- Native name: Սարգիս Դաւիթեան
- Church: Armenian Catholic Church
- Province: Cilicia
- Installed: 1 October 2015
- Term ended: 9 February 2026
- Predecessor: Nechan Karakéhéyan
- Other post: Apostolic Administrator of Isfahan (since 2026)

Orders
- Ordination: 11 October 1970
- Consecration: 25 November 2015 by Krikor Bedros XX Ghabroyan, Kévork Khazoumian, Jean Teyrouz

Personal details
- Born: Sarkis Davidian 9 November 1943 (age 82) Aleppo, First Syrian Republic

= Sarkis Davidian =

Syrian-born Armenian Catholic bishop (born 1943)

Sarkis Davidian, ICPB (Սարգիս Դաւիթեան; born 9 November 1943) is a Syrian-born Iranian Armenian Catholic hierarch. He served as the Bishop of the Armenian Catholic Eparchy of Isfahan in Iran from 2015 until his retirement in 2026.

== Biography ==
Sarkis Davidian was born in Aleppo, Syria, on 9 November 1943. He entered the Patriarchal Congregation of Bzommar and completed his theological and philosophical studies in Rome at the Pontifical Armenian College. He was ordained to the priesthood on 11 October 1970.

During his priestly ministry, Davidian served in various pastoral roles, including as parish priest in several Armenian Catholic communities. He also served as the Superior of the Bzommar Monastery and held administrative responsibilities within the institute. Also he served 17 years as the parish priest for the Armenian Catholic faithful in Marseille, France.

On 1 October 2015, Pope Francis confirmed his election by the Synod of Bishops of the Armenian Catholic Church as the Bishop of Isfahan, Iran. He was consecrated as a bishop on 21 November 2015 by Patriarch Krikor Bedros XX Ghabroyan, assisted by Kévork Khazoumian and Jean Teyrouz.

In September 2021, following the death of Patriarch Krikor Bedros XX Ghabroyan, he participated in the Elective Synod of the Armenian Catholic Church convened by Pope Francis at the Pontifical Armenian College in Rome.
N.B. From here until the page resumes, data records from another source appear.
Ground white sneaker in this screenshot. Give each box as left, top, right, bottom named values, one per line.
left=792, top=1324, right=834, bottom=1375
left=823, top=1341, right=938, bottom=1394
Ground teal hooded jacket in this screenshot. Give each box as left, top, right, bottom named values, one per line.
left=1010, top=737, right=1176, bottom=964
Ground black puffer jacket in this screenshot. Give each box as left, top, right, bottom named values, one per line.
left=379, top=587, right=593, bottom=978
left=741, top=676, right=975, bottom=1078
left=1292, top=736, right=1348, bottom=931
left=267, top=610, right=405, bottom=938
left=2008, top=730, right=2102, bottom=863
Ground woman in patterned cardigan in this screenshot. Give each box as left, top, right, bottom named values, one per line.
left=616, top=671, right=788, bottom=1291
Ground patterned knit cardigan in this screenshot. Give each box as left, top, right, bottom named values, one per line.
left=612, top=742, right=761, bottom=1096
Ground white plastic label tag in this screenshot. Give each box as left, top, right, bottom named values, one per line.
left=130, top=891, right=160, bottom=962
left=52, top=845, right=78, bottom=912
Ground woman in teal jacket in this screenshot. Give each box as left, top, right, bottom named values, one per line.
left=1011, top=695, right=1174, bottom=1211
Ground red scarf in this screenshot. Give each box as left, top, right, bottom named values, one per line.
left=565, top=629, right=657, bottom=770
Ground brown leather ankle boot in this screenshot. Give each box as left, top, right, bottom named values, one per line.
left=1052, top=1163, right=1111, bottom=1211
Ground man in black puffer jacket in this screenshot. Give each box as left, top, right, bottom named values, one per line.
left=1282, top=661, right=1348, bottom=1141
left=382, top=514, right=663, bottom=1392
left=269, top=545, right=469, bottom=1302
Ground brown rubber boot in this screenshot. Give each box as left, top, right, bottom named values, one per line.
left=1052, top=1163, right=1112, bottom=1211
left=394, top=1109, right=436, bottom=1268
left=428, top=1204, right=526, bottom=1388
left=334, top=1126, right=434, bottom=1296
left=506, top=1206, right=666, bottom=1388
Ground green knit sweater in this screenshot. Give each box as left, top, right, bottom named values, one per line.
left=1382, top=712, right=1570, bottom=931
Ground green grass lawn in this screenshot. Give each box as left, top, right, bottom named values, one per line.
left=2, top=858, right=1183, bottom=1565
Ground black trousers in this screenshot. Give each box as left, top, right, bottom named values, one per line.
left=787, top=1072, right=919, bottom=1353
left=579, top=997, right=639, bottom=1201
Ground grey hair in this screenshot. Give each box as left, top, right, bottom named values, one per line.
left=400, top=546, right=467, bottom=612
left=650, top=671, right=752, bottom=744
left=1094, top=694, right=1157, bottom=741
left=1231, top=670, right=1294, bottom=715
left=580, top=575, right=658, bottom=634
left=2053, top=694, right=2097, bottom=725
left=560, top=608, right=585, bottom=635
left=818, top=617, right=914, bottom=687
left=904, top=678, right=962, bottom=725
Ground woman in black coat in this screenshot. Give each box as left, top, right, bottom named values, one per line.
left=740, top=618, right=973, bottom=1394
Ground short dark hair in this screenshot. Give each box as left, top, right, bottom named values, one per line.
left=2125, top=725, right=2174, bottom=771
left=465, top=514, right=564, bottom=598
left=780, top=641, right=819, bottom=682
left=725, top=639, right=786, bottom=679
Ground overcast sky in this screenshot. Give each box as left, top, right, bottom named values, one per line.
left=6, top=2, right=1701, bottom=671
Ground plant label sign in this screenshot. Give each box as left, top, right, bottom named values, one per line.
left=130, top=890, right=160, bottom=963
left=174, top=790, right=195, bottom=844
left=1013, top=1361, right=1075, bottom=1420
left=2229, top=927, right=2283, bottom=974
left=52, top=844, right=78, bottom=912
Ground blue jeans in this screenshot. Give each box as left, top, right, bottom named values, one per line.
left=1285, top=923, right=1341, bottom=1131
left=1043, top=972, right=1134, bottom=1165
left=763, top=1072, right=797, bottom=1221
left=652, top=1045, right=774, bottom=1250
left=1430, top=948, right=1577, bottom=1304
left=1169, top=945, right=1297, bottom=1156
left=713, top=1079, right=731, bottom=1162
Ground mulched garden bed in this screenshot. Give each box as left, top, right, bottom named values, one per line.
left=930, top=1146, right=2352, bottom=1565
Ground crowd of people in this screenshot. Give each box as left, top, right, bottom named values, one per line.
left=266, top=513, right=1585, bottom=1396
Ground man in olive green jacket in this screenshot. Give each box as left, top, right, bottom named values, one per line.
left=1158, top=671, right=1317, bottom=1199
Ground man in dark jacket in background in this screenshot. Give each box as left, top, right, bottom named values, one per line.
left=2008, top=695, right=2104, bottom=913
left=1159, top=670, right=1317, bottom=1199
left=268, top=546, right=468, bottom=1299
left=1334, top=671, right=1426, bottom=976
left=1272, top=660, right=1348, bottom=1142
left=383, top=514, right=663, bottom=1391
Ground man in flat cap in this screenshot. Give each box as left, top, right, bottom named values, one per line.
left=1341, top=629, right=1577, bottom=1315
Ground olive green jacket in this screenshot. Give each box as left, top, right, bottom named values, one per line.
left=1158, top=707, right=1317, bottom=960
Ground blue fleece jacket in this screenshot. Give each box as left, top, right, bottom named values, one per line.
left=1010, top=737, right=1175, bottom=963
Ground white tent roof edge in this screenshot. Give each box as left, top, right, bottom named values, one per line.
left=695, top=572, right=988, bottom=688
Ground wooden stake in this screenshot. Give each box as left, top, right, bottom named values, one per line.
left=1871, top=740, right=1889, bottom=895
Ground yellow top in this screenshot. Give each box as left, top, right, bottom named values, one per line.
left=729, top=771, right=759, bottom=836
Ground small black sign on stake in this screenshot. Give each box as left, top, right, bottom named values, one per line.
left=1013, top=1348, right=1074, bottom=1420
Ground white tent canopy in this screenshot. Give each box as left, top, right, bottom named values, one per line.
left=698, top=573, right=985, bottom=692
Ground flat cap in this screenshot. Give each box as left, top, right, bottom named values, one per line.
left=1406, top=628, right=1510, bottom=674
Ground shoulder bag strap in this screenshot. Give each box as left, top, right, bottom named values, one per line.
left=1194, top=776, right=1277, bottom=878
He was part of the body of bishops that elected Raphaël Bedros XXI Minassian as the new Patriarch of Cilicia.

On 9 February 2026, the Holy See announced that Pope Leo XIV had accepted his resignation from the pastoral government of the Eparchy of Isfahan, because he having reached the age limit, but at the same time, he was appointed the Apostolic Administrator sede vacante of this Eparchy.